A number of legends and ghost stories exist that describe sightings of the ghost ship over the years and include descriptions of distinctive outlines of the ship's masts and phantom crew members climbing them before the vessel supposedly either completely burns, sinks or vanishes." According to legend, in 1900, a group of sailors boarded a small rowboat in Charlottetown Harbour and raced toward the phantom ship to rescue the crew only to have the ship vanish. In January 2008, 17-year-old Mathieu Giguere told a local newspaper he believed he saw the legendary phantom ship in the Tatamagouche Bay, describing it as a "bright white and gold ship". Tatamagouche Mountain resident Melvin Langille also claims he saw the ship one night in October, explaining, "I believe in all that stuff and I don't know what else it would be."

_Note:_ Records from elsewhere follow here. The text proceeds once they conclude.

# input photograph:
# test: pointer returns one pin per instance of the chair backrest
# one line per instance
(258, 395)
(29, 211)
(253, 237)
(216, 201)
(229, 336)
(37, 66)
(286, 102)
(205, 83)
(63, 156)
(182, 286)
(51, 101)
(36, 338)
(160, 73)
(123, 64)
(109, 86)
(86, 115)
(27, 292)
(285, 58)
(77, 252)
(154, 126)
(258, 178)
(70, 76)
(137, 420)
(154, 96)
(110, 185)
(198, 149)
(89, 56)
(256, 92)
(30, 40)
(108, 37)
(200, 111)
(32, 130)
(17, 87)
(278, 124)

In 2015, the Canadian Hydrographic Service discovered an unidentified wooden shipwreck in Pictou Harbour. The 60 m vessel sits upright in 12–15 m of water, featuring large, intact wooden propellers and signs of fire damage.

==Natural explanations==
In 1905, New Brunswick scientist William Francis Ganong proposed that the legend may have arisen due to natural electrical phenomena such as St. Elmo's Fire that had been subject to "interpretation as the flaming rigging of a ship." Other explanations suggest that the illusion may have been created by a bank of fog reflecting moonlight.

==Music and popular culture==
The ghost ship has become more widely known in recent years in part due to a popular song by Lennie Gallant, a Canadian singer-songwriter from Rustico, Prince Edward Island, along with a reference in the podcast Alice Isn't Dead. This song alludes to the folklore of this legendary ship:
−
"There's a burst of flame and a flash of light/And there on the tide is a frightening sight/As a tall ship all aflame lights up the sky/Tales of the phantom ship, from truck to keel in flames/She sails the wide Northumberland Strait/No one knows her name." It debuted in his 1988 album, Breakwater, and is called "Tales of the Phantom Ship".

In June 2014, Canada Post issued a special stamp depicting the Northumberland Strait ghost ship. The stamp was issued on Friday the 13th as part of a series of Canadian ghost story stamps.